For instance, in the past the small savings of the children and poor were too meagre to be of interest for banks. So, when my first child was born I decided to open an account in a Portuguese mutual that gave children a nice money pig to save coins to deposit later with the bank and earn a little interest. Equally, it allowed its members to open a retirement savings account with as little as one Euro monthly and provides nice retirement homes for its members. All these services are subsided by sharing the profits obtained by a mortgage bank owned by the mutual.

However, a well-informed friend of mine, told me that the profits could be much higher if it was not for the fact the banking staff earned on average 30% more than their colleagues in the for-profit banking sector. Obviously, the staff and directors are strongly against the demutualisation of the institution, despite the fact that now all banks offer similar services to small savers. Moreover, I have noticed that many of the beneficiaries of the profit sharing products are indeed middle class. So, this institution is more properly qualified as an hybrid institution self-serving its employees and clients, but with a significant philanthropic activity.

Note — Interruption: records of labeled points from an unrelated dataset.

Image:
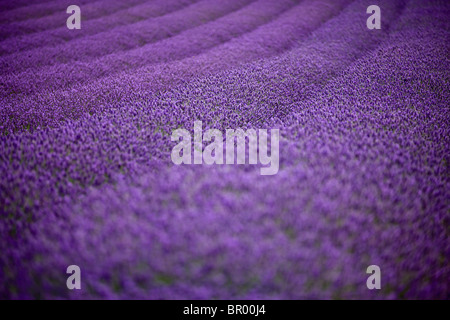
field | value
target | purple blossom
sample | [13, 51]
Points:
[87, 177]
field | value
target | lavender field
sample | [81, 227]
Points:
[86, 118]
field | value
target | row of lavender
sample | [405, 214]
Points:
[363, 179]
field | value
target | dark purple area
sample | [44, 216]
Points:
[86, 118]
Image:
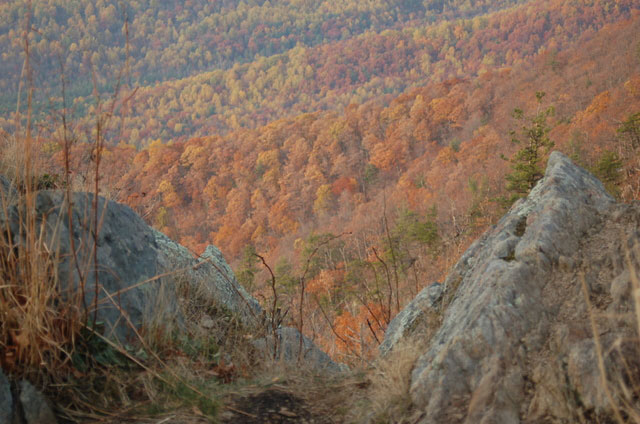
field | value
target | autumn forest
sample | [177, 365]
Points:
[358, 148]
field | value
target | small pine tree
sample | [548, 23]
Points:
[608, 170]
[526, 164]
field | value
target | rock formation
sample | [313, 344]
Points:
[141, 273]
[514, 341]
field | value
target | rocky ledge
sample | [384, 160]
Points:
[514, 341]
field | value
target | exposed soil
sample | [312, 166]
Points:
[272, 406]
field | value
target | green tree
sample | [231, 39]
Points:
[608, 170]
[526, 163]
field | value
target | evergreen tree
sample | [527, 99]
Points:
[527, 163]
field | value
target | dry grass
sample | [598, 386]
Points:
[619, 364]
[386, 397]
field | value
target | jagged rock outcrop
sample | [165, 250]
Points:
[417, 317]
[515, 342]
[140, 271]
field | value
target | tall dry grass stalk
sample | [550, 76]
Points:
[37, 328]
[618, 364]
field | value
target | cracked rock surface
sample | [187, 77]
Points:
[514, 343]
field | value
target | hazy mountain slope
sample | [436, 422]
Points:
[167, 40]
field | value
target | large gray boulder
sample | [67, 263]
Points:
[503, 306]
[419, 316]
[140, 272]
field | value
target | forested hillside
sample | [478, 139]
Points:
[378, 200]
[208, 68]
[144, 43]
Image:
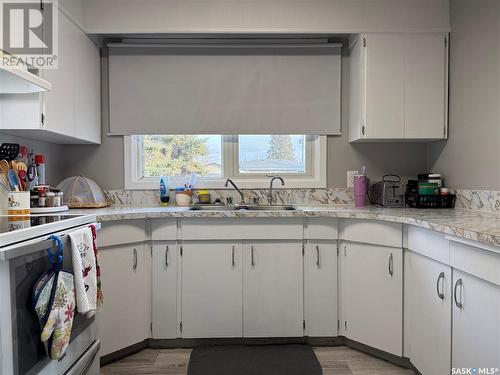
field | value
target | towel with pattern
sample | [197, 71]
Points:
[84, 268]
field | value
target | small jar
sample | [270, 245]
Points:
[42, 200]
[50, 198]
[58, 199]
[444, 191]
[34, 200]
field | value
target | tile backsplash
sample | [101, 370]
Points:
[481, 200]
[312, 197]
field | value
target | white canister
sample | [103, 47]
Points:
[18, 203]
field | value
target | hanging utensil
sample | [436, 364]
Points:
[4, 166]
[13, 181]
[4, 181]
[22, 180]
[9, 151]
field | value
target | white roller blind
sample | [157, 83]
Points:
[225, 90]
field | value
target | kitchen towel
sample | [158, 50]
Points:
[100, 296]
[84, 267]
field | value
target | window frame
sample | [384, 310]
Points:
[315, 176]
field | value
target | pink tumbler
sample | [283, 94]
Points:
[360, 189]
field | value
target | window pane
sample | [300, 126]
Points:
[181, 155]
[272, 153]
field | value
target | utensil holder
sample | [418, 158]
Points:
[18, 203]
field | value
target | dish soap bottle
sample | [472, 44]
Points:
[164, 191]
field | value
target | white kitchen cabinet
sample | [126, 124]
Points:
[425, 90]
[70, 112]
[165, 286]
[476, 323]
[372, 295]
[273, 289]
[125, 315]
[399, 86]
[211, 289]
[320, 288]
[427, 311]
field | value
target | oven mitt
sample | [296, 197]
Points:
[55, 308]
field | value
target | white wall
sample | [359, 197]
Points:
[471, 157]
[268, 16]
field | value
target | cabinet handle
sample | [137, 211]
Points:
[391, 265]
[440, 293]
[457, 285]
[134, 267]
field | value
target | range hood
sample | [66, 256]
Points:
[20, 81]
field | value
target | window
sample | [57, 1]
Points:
[181, 155]
[247, 159]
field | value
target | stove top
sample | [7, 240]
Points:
[15, 229]
[13, 223]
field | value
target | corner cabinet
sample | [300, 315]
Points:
[124, 319]
[70, 113]
[399, 87]
[212, 279]
[273, 289]
[372, 295]
[427, 311]
[125, 261]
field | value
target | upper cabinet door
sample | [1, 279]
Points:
[384, 86]
[426, 62]
[88, 93]
[59, 103]
[398, 86]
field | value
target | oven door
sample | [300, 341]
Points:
[29, 354]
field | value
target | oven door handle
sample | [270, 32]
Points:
[83, 364]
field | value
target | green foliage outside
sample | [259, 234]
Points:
[281, 148]
[173, 155]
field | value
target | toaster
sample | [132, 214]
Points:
[388, 193]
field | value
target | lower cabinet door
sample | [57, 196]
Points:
[164, 293]
[273, 289]
[476, 323]
[211, 289]
[320, 288]
[427, 305]
[125, 315]
[372, 295]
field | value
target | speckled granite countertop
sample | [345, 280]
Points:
[478, 226]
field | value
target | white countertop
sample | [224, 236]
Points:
[483, 227]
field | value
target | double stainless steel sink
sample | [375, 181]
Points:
[241, 207]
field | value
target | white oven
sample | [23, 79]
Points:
[22, 352]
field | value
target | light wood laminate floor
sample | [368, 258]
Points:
[339, 360]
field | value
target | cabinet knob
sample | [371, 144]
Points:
[458, 284]
[440, 293]
[391, 265]
[134, 253]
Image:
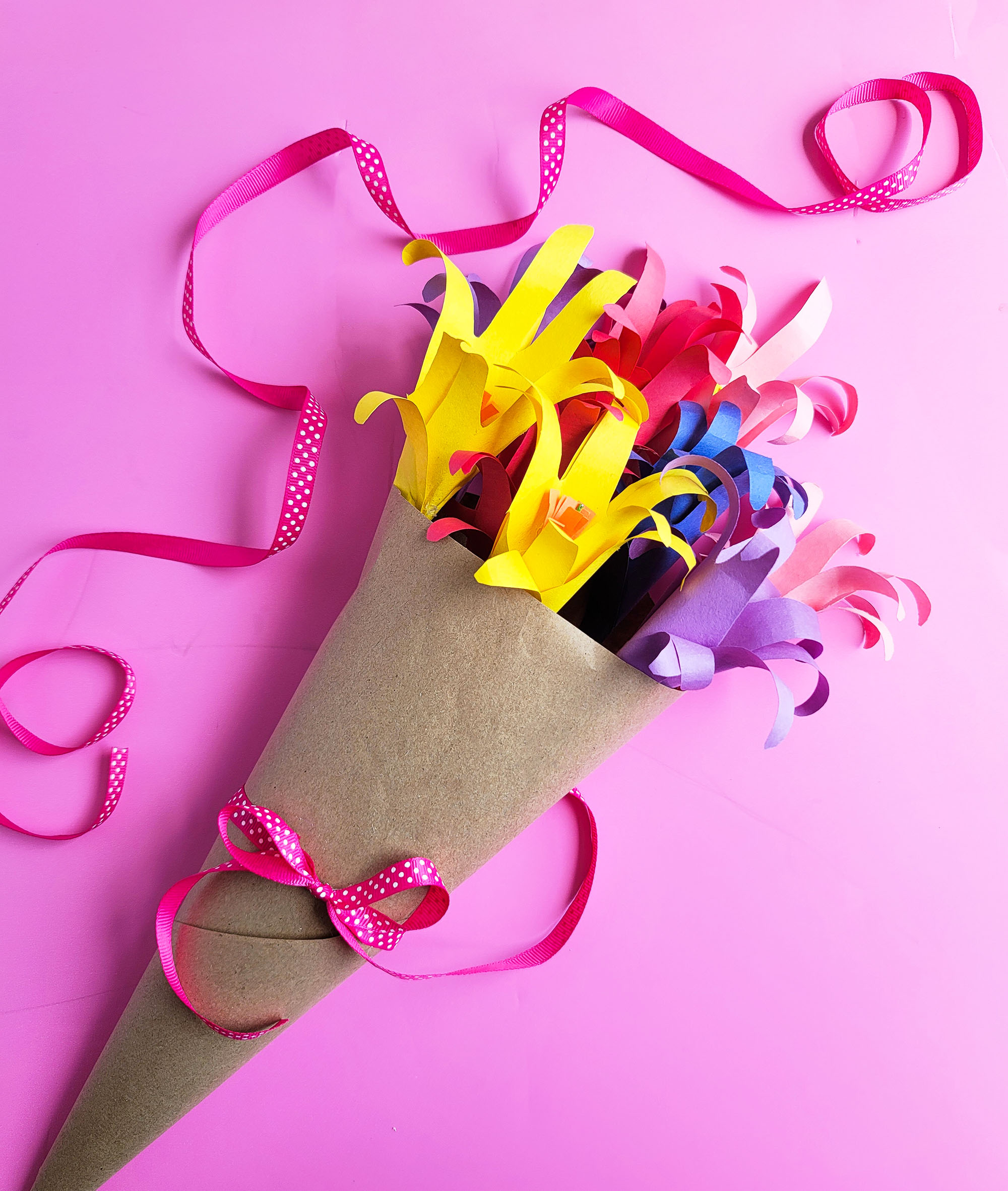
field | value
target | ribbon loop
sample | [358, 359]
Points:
[278, 855]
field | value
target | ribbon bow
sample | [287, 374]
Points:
[278, 857]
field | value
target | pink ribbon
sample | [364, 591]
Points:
[278, 857]
[879, 196]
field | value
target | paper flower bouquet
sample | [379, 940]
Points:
[581, 530]
[622, 545]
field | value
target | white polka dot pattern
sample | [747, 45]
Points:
[117, 767]
[279, 857]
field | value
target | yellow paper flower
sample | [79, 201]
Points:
[471, 391]
[559, 530]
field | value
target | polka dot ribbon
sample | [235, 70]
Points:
[885, 195]
[881, 196]
[279, 857]
[302, 472]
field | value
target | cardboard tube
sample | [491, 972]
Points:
[439, 719]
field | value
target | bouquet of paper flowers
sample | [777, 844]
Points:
[580, 532]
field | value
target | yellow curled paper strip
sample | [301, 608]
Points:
[534, 553]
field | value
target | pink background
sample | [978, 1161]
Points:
[825, 1005]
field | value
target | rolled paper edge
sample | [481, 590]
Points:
[162, 1060]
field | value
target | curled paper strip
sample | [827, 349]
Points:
[278, 857]
[879, 196]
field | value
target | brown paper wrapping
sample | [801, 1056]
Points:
[439, 719]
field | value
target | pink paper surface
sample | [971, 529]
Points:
[822, 1002]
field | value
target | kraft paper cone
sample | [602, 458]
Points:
[439, 720]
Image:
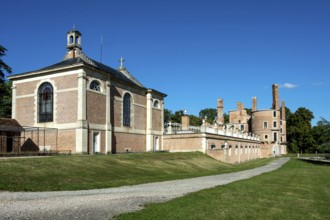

Indeed, today there are an increasing demand for the state to outsource some of its functions to such hybrid organizations. This could be an alternative to the privatization of natural monopolies and other non-sovereign activities carried out by the state. However, this “third-way” has its own governance and agency problems. Although it is reasonable in aid programs one should be careful to avoid stimulating rent-seeking and anti-competitive behaviour.

In conclusion, there are a wide range of activities where cooperation may substitute market competition and humans may voluntarily mobilize to pursue selfless objectives. However, regardless of how well intended their objectives are, their activities and practices should be carefully scrutinized to avoid confusing self-interest with selfless organizations.